While the PFM was initially designed to support large volume users
of NWS products, the PFM product provides specific weather forecast information
that can be used by everyone.
What are the benefits of using the PFM?
The PFM allows for the user to rapidly scan weather forecast information
and pick out the information that is most important to them. As an example,
many users are interested in relative humidity information. The traditional
NWS forecast does not provide this information. The user can access the
PFM information for a specific city and get forecast relative humidity
information at three-hour intervals. In addition, traditional NWS forecasts
many times provide ranges of temperature and wind forecasts over an area
the size of a county or a number of counties. The PFM provided specific
numeric forecasts for specific locations. Advanced users will be able
to parse out important PFM data and reissue this information in their
When will the PFM data be updated?
While the PFM will have a mandatory issuance twice daily of no
later than 4 am and 4 pm daily, the PFM will be an event-driven, dynamic
product. As weather changes and forecasts change, the PFM product will
also be updated as needed. This means that the PFM product will always
provide fresh information for anyone using it.
What time frame does the PFM cover?
The PFM covers a 7-day period of time from the time of issuance.
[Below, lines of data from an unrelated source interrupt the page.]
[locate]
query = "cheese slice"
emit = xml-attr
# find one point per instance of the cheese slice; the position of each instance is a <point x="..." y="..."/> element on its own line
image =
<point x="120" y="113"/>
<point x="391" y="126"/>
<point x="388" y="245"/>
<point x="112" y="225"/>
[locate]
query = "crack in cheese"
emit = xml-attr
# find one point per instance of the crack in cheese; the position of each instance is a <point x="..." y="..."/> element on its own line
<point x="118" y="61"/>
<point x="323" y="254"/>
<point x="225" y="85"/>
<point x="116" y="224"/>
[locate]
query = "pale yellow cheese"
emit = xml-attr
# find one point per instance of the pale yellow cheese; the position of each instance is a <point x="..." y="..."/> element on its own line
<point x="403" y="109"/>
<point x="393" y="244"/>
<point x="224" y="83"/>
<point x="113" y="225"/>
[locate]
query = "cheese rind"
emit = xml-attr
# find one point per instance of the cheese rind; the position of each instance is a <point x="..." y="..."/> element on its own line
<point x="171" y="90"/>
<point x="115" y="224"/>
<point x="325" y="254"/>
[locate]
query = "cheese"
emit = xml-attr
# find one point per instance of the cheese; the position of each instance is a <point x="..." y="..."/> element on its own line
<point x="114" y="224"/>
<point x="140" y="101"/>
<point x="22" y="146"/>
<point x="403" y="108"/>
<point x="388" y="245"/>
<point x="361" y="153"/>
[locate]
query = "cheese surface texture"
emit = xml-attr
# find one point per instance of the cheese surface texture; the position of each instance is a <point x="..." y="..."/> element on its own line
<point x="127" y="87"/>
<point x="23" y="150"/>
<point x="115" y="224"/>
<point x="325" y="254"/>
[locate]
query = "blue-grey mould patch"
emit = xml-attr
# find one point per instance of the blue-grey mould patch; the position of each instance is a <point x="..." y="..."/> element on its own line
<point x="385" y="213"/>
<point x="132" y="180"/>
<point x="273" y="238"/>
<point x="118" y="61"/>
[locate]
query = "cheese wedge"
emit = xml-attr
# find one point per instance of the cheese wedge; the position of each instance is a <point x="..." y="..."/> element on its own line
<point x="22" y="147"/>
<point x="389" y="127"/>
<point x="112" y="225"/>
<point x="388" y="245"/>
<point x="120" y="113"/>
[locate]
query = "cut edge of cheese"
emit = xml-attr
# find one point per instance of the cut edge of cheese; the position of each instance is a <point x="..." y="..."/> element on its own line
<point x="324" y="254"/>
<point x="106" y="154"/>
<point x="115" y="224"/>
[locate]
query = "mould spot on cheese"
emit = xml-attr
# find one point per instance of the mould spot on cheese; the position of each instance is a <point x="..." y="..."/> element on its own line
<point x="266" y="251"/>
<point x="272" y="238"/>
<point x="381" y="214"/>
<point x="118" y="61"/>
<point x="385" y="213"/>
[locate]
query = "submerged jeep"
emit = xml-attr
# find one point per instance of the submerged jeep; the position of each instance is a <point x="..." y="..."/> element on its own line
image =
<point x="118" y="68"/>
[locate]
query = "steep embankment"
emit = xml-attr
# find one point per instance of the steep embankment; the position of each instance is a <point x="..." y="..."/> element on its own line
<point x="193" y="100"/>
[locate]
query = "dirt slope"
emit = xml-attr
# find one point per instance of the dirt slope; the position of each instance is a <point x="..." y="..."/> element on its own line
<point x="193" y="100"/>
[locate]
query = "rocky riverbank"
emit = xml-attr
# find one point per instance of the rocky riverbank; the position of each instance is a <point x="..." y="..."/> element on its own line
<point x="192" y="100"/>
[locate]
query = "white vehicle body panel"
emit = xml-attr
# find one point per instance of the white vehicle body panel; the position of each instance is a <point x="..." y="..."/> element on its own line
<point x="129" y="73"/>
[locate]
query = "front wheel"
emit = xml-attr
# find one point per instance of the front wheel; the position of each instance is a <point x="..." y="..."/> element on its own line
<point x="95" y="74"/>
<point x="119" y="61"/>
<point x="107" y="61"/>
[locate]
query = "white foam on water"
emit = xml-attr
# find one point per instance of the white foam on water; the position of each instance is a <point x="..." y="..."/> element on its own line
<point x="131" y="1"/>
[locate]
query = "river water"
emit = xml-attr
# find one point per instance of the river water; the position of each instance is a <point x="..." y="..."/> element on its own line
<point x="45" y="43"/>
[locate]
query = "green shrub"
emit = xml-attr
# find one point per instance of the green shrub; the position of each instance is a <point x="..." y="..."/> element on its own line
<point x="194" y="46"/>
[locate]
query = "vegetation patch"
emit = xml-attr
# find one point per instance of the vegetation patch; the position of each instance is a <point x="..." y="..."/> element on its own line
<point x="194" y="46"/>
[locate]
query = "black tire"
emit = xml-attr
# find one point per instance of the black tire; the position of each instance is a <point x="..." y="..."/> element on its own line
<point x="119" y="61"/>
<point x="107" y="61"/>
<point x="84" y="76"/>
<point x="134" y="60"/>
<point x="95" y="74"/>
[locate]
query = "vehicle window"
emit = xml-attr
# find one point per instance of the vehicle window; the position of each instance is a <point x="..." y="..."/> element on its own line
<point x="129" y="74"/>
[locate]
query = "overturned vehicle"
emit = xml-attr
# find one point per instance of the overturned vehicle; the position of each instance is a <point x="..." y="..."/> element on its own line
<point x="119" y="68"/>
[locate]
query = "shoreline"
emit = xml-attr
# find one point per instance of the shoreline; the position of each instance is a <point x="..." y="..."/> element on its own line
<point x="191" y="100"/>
When I look on the PFM, I see two different time lines below
the date. What am I looking at?
UTC stands for Universal Time
Coordinate. Depending on the time of year, this time
will differ from the local time by 4 or 5 hours. On the next line below
the UTC line, you will see another line showing either EST or EDT (depending
on the time of year). This will be your local time on a 24-hour clock.
As an example, in local time, “03" would represent 3:00 am, “12"
would represent noon, and “18" would be 6:00 pm.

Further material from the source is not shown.